Für viele Störungen wie Persönlichkeitsstörungen (Sachse, 1999a, 2000c, 2001a, 2001b, 2002, 2004a, 2004b, 2005c, 2006b, 2006c, 2007a, 2008a), psychosomatische Störungen (Sachse, 1990, 1991a, 1991b, 1993, 1994, 1995a, 1995b, 1995c, 1997a, 1997b, 1998, 1999b, 2006d, 2007b) oder Depressionen (Sachse, 2000b) haben wir im Detail herausgearbeitet, wie genau Schemata dieser Art Probleme von Klienten determinieren, also Theorien über die Relevanz der Schemata in der Entstehung und Aufrechterhaltung von Störungen entwickelt. Wir haben auch Techniken zur Klärung (Sachse, 1986a, 1986b, 1987, 1988, 1991b, 1992, 1999c, 2000a, 2003a, 2003b, 2004c, 2005a, 2005b, 2006a, 2008b; Sachse et al., 2009) und zur Bearbeitung dieser Schemata (Sachse, 1983, 2006b; Breil & Sachse, 2009; Sachse et al., 2008) im Rahmen der KOP entwickelt.

4.2 Psychische Störungen
Man kann Anwendungsbereiche von KOP aber auch nach psychischen Störungen definieren: Dann kann man alle Störungen aufführen, bei denen Schemata oder Alienationen eine wesentliche Rolle spielen:

Es bleibt zu vermerken, dass sich unserer Erfahrung nach bei nahezu allen Klienten mit psychischen Problemen dysfunktionale Schemata aufweisen lassen, die bei der Störungsgenese und -aufrechterhaltung eine entscheidende Rollen spielen können. Ein Therapiekonzept, das Schemaklärung und -bearbeitung beinhaltet, kann daher u.E. auch bei anderen Störungsbildern indiziert sein und wertvolle Fortschritte im Therapieprozess bieten.

4.3 Therapie-Bereiche
Auch innerhalb von Therapie-Bereichen oder Therapie-Prozessen lassen sich Anwendungsbereiche von KOP definieren.

  1. Beziehungsgestaltung
    Will ein Therapeut eine effektive Beziehungsgestaltung mit einem Klienten realisieren, um eine vertrauensvolle Klient-Therapeut-Beziehung zu etablieren und um "Beziehungskredit" zu schaffen, dann kann er entsprechende Techniken der KOP verwenden: Techniken der allgemeinen und Techniken der komplementären Beziehungsgestaltung.

  2. Klären von Schemata
    Ein essentieller Arbeitsschwerpunkt der KOP liegt in den Techniken zur Klärung, Herausarbeitung und Repräsentation von Schemata: Hier hat die KOP sehr detaillierte therapeutische Strategien entwickelt, mit deren Hilfe Therapeuten die "Explizierungsprozesse" von Klienten steuern können; und hier wurden in der KOP sehr viele differenzierte Prozessstudien durchgeführt, die die Effektivität dieser Strategien belegen (Sachse & Sachse, 2009).

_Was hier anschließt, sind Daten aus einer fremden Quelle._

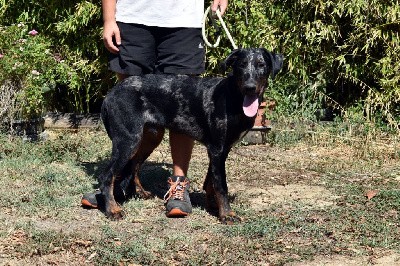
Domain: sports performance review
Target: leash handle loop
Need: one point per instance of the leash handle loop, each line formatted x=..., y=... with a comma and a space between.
x=203, y=29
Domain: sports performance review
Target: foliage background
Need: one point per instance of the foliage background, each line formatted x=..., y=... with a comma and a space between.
x=341, y=57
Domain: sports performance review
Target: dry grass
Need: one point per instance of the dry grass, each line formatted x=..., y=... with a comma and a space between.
x=302, y=198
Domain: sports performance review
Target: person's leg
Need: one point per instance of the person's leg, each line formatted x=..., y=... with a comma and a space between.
x=181, y=152
x=180, y=51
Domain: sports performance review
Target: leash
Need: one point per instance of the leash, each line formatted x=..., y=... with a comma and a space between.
x=203, y=29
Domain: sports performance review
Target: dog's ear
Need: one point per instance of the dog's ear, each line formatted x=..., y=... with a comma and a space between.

  3. Bearbeitung von Alienation
    In der KOP wurden Techniken entwickelt, mit deren Hilfe Klienten eigene Motive klären und repräsentieren können und mit deren Hilfe sie wichtige Motive und Ziele repräsentieren können. Mit Hilfe dieser Techniken können Klienten eine Alienation effektiv abbauen und damit viele Aspekte von Unzufriedenheit und psychischer Belastung reduzieren.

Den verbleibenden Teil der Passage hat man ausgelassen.